One final task remained before final glue-up of the plane bodies – the wedge had to be roughed out. I had saved a small piece of ebony for this purpose, and began by making a rectangle of appropriate dimensions.
The plans specified a rectangular footprint of 3 ¾” x ⅜”. I added ⅛” to the width to allow for the kerf and trimming, and cut the rectangle on the diagonal with the bandsaw to make two wedge blanks. I put the blade in place in the open body and inserted the wedge in position. I used 120 grit sandpaper flat on the benchtop to smooth out any irregularities in the wedge and get a good fit to the channel.
It’s important to identify the individual wedges, and not get them crossed up. No matter how much care you take to make the planes identical, there will inevitably be some variation in cavity geometry, and the two wedges probably won’t interchange.

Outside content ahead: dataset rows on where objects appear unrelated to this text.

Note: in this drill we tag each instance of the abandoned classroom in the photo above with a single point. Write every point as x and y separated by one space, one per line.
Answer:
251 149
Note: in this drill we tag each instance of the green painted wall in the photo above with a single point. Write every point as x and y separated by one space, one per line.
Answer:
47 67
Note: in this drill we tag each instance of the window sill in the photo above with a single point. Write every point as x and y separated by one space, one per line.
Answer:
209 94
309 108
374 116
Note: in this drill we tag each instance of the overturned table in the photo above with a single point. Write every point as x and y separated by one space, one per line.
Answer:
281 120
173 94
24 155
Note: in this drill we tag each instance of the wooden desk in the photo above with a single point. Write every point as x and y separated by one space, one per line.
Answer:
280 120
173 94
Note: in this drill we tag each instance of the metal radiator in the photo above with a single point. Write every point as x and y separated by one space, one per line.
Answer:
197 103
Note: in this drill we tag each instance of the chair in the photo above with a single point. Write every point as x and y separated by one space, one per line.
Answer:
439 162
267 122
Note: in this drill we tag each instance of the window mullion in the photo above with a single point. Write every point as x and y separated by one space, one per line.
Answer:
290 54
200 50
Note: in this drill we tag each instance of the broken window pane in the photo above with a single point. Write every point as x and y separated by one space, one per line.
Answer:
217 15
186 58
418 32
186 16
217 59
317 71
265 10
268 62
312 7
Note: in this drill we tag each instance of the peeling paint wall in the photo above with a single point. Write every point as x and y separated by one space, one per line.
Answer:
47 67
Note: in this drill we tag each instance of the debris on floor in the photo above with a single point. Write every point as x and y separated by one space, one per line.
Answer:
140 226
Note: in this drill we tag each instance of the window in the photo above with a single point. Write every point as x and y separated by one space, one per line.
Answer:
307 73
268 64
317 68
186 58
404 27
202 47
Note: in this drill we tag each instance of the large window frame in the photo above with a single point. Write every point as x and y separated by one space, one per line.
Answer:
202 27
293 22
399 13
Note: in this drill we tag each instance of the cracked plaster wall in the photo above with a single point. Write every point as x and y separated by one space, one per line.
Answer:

The original plans called for the end of the wedge to be rounded with a finger grip scoop, which is a very classic look. However, past experience has taught me that, while ebony is very hard, it also has a tendency to be a bit “chippy”. This indicates to me a certain brittleness. With this in mind, I decided against any complex shaping of the end of the wedge. Instead, I simply rounded over the front corner and sanded everything smooth. This provided a large, flat tapping surface, and the wedge shape was easy enough to pull without a finger grip. The last thing I wanted was to shear off part of the wedge while tapping with a mallet.
Once the fit of the wedges is suitable, the other side of the plane can be glued into place. Be sure to wax the channel surfaces to prevent glue from sticking, and clean out any glue squeeze-out before it dries completely. The iron blank works quite well for this purpose.
Now, it was time to turn my attention to the iron. This was the part I had been dreading, since I had never heat-treated steel before. It actually turned out to be much simpler than I feared. Since the steel was O1 (oil-hardening), it was simply a matter of heating the steel to cherry red and quenching in oil. With larger blanks this can be quite involved due to the amount of heat required and the dynamics of the way it moves through the steel. However, with these ¼” irons, most of these factors didn’t apply. I was even able to use a regular propane torch – something that was out of the question with larger irons. My basic guidelines came from Peter Berglund’s website page: “A Woodworker’s Guide to Tool Steel”.
I set up my equipment on a metal tool chest and rolled it to the middle of the open shop bay. This put me under a 18’ ceiling well clear of anything flammable. Outside is recommended, but with just a propane torch, I really couldn’t afford the airflow from the wind. For a quench bucket, I used a tin can from the kitchen filled with used motor oil. Not seen is a metal lid to cover the can if the oil caught fire. I realize this isn’t much of a risk with a small piece of steel, but better safe than sorry.
I had already narrowed the irons slightly to give a touch of clearance as they passed through the channel in the plane body. Also, I had flattened the back and ground a preliminary 25 degree bevel on the WorkSharp. I left the edge very blunt to avoid any focal points while heating – just formed the basic shape of the bevel. These operations were much easier while the metal was still soft.
I did the hardening in near-darkness to see the colors better. No pictures, sorry. That would have required two more hands and a tail. It was a simple matter of holding the iron edge-first in the heart of the flame. As the front part heated up, I eased the edge down and out to balance the heat and color over the wide part of the blade. This sounds complicated, but becomes self-apparent the first time you do it. Just watch the colors. Once the wide part of the iron hit bright cherry red, I plunged the iron edge-first into the oil, moving it up and down rapidly to even the quench.
Tempering came next, and was easy as pie – literally. I simply placed the irons in a 350 degree Farenheit oven for one hour. I think 90% of oven recipes bake at 350 degrees – and steel does too! This, according to the charts, would yield a hardness of R62-64 – perfect. All that was left was a regular honing with a 25 degree primary bevel and 30 degree secondary.